In October 1966, the New Zealand Medical Journal issued the first dispatch from the frontlines of the legal Kiwi ‘acid tests’. Dr David Livingstone’s article ‘Some Observations on the Usefulness of Lysergic Acid in Psychiatry’ showed that, over two years, this Christchurch psychiatrist had administered LSD to 55 consenting patients in 131 closely supervised sessions, each lasting up to eight hours.

In colourful language, Livingstone noted how LSD had attracted “fascinated curiosity, fearful repugnance, reasonable healthy scepticism, and the tender hope of acclaiming an instrument which may make for a major breakthrough in understanding and treating mental and personality disorders”.

He praised “the penetratively healing properties of this psychedelic drug ... an agent of major therapeutic capability, facilitating personality change, and of help in resolving those disorders of the mind and personality which are deep rooted in the life experience of the human being”.

At the same time, he underlined the need to restrict its use to therapeutic settings, warning of the “life threatening personality disintegrating propensities in the hands of unskilled experimenters”, likening it to “making hand grenades available to delinquent youths”.

The article indicates that Livingstone’s sessions at Calvary Private Hospital in Christchurch chiefly involved 100 micrograms of LSD, a relatively small dose.

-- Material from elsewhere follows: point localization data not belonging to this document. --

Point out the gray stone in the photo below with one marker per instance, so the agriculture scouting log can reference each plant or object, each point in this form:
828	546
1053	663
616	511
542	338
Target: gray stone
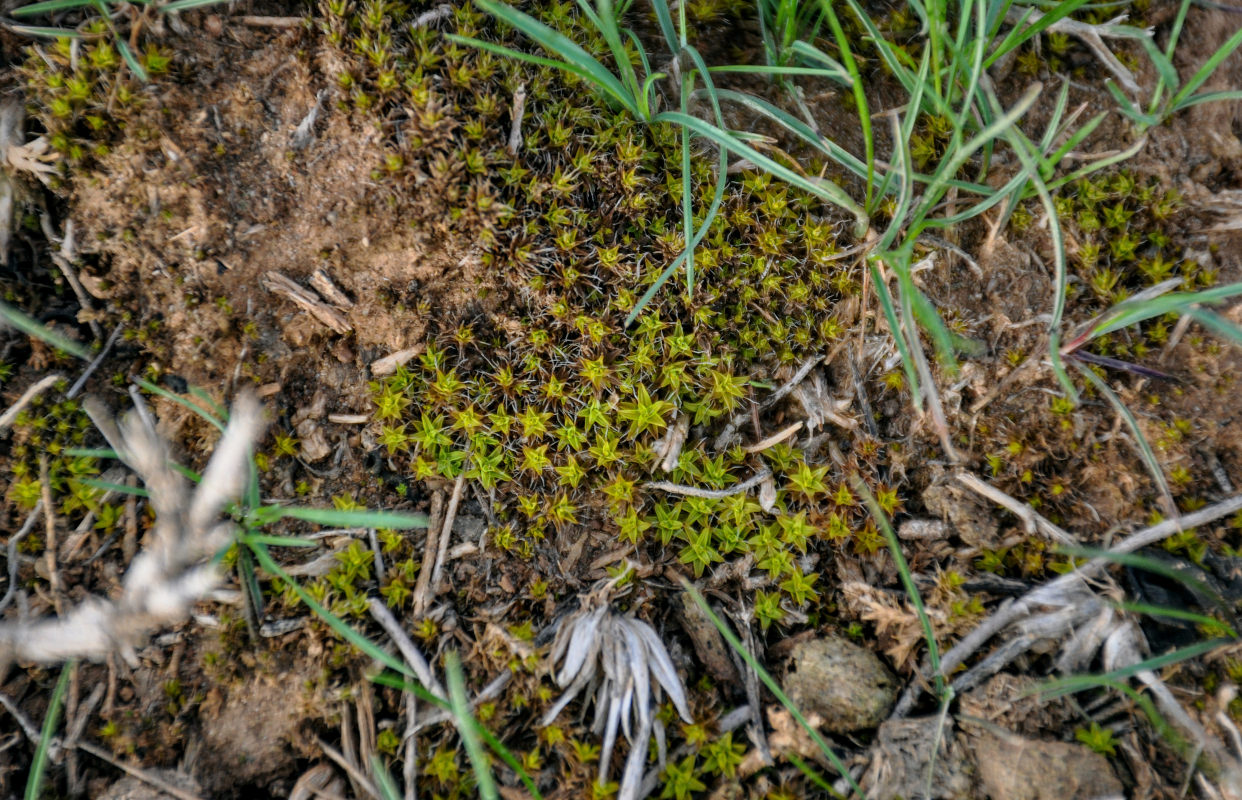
847	686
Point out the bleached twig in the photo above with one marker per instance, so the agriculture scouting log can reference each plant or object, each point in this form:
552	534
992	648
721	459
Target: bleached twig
175	569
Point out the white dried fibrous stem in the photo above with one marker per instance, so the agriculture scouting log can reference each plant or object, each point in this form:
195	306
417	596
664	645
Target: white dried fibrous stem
175	569
620	661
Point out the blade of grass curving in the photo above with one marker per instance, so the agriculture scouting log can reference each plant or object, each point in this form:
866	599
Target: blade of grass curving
814	777
1094	167
179	400
681	259
1205	71
860	95
1142	444
610	86
337	518
574	59
39	765
912	591
894	326
1021	32
121	488
1150	665
384	783
30	327
50	32
367	646
275	540
487	736
185	5
467	727
1202	620
953	162
729	636
1027	154
49	6
1127	313
1137	560
800	129
1217	324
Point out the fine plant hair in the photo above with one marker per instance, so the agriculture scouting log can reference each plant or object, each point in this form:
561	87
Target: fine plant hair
176	568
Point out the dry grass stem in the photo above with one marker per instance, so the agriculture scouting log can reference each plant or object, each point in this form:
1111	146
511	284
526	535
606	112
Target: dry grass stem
1031	518
175	570
36	389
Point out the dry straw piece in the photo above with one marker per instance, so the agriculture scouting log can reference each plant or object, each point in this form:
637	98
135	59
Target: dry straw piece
621	661
175	570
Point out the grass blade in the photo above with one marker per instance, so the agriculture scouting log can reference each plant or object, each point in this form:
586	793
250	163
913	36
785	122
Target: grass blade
1140	441
30	327
912	591
337	518
468	727
37	767
47	6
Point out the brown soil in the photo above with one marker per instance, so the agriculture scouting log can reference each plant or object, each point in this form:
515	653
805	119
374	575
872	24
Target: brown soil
211	190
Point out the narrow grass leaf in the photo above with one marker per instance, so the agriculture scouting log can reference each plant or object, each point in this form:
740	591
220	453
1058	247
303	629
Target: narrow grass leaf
50	32
355	518
49	6
487	736
384	781
184	5
29	326
912	591
1137	560
1209	622
468	727
1125	313
1217	324
181	401
39	765
729	636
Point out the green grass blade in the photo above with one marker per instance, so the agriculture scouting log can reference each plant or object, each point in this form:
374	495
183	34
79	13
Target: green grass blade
384	781
912	591
1217	324
824	189
39	765
367	646
729	636
800	129
50	32
91	452
611	87
575	59
468	727
121	488
1202	620
487	736
1150	665
185	5
1207	97
49	6
181	401
275	540
1206	71
30	327
1125	314
722	178
337	518
1140	441
1148	564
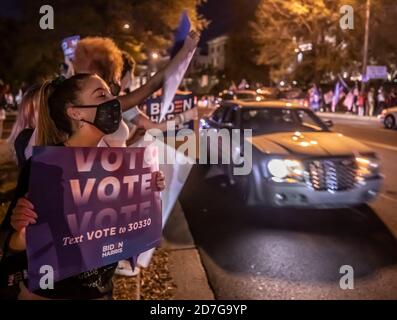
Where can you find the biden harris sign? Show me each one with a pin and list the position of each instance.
(95, 206)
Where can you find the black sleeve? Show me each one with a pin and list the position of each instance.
(22, 188)
(20, 144)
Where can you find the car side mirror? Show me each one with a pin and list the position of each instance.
(329, 123)
(227, 125)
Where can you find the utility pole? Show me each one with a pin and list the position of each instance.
(366, 41)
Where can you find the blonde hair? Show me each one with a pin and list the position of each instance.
(26, 113)
(101, 56)
(54, 125)
(47, 132)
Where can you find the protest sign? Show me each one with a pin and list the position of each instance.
(180, 103)
(95, 206)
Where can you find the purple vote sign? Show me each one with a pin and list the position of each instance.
(95, 206)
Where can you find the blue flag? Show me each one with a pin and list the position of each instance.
(181, 34)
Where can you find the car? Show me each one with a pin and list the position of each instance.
(388, 118)
(297, 161)
(240, 95)
(294, 95)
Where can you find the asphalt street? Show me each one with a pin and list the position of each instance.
(262, 253)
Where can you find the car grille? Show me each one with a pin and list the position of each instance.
(332, 175)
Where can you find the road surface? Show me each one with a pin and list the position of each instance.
(260, 253)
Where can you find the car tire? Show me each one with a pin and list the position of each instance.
(390, 122)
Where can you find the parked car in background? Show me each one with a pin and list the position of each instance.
(240, 95)
(295, 95)
(388, 118)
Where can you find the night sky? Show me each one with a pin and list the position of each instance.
(221, 14)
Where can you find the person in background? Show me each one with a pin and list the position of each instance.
(23, 128)
(3, 105)
(381, 100)
(361, 102)
(371, 102)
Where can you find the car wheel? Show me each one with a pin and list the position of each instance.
(390, 122)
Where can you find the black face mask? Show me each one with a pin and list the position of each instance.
(107, 117)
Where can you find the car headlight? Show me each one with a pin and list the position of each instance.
(286, 169)
(367, 167)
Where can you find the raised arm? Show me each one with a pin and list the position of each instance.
(139, 95)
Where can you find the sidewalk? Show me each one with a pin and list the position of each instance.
(347, 116)
(185, 266)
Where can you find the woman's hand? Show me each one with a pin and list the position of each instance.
(23, 214)
(191, 41)
(190, 114)
(160, 181)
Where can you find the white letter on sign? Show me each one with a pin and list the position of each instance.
(46, 281)
(47, 21)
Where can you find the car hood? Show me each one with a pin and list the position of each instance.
(317, 144)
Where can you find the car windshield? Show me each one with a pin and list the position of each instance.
(272, 120)
(292, 94)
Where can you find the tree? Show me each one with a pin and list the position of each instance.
(281, 26)
(37, 53)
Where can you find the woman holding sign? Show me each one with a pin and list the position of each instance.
(78, 111)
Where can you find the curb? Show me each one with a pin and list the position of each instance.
(185, 265)
(347, 116)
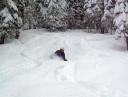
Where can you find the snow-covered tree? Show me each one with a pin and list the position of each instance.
(121, 18)
(56, 15)
(107, 18)
(10, 20)
(75, 13)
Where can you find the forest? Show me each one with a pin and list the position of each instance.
(101, 16)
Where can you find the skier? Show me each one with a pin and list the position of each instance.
(60, 53)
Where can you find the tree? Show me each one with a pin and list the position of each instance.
(107, 18)
(56, 15)
(75, 13)
(121, 19)
(10, 20)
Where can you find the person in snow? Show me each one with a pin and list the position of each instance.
(60, 53)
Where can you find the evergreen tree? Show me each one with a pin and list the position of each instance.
(121, 19)
(75, 13)
(56, 15)
(107, 18)
(10, 20)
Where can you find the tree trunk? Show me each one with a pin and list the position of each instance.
(126, 37)
(2, 39)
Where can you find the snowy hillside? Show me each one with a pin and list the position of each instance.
(97, 65)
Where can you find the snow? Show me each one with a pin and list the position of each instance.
(96, 66)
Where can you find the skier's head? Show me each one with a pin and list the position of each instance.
(62, 49)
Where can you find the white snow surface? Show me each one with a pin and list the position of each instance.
(97, 65)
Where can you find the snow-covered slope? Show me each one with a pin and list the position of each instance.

He was prepared for panic attacks, with a cocktail of barbiturates and even methamphetamine on hand to calm participants down.

Within a few months of the government’s decision to ban LSD, a local psychiatrist said the drug was still available for limited study, but its use in therapeutic settings was tailing off. By this time, headlines were telling of suicides, murders and all kinds of dangerous activity linked to the substance.

Half a century on, research shows that the “life threatening personality disintegrating propensities” described by Dr Livingstone were restricted to a relatively small percentage of LSD users.

And as the New York Times reported recently, increasing numbers of scientists are meanwhile revisiting lysergic acid, half a century after its spectacular international fall from grace.

“They are studying hallucinogens’ potential to help smokers kick the habit, to undo addictions to drugs and alcohol, to cope with cluster headaches and depression and to deal with obsessive-compulsive and post-traumatic stress disorders,” the newspaper said.

How long will it be before New Zealand researchers join those in renowned institutes including those in New York, Los Angeles, Zurich and London?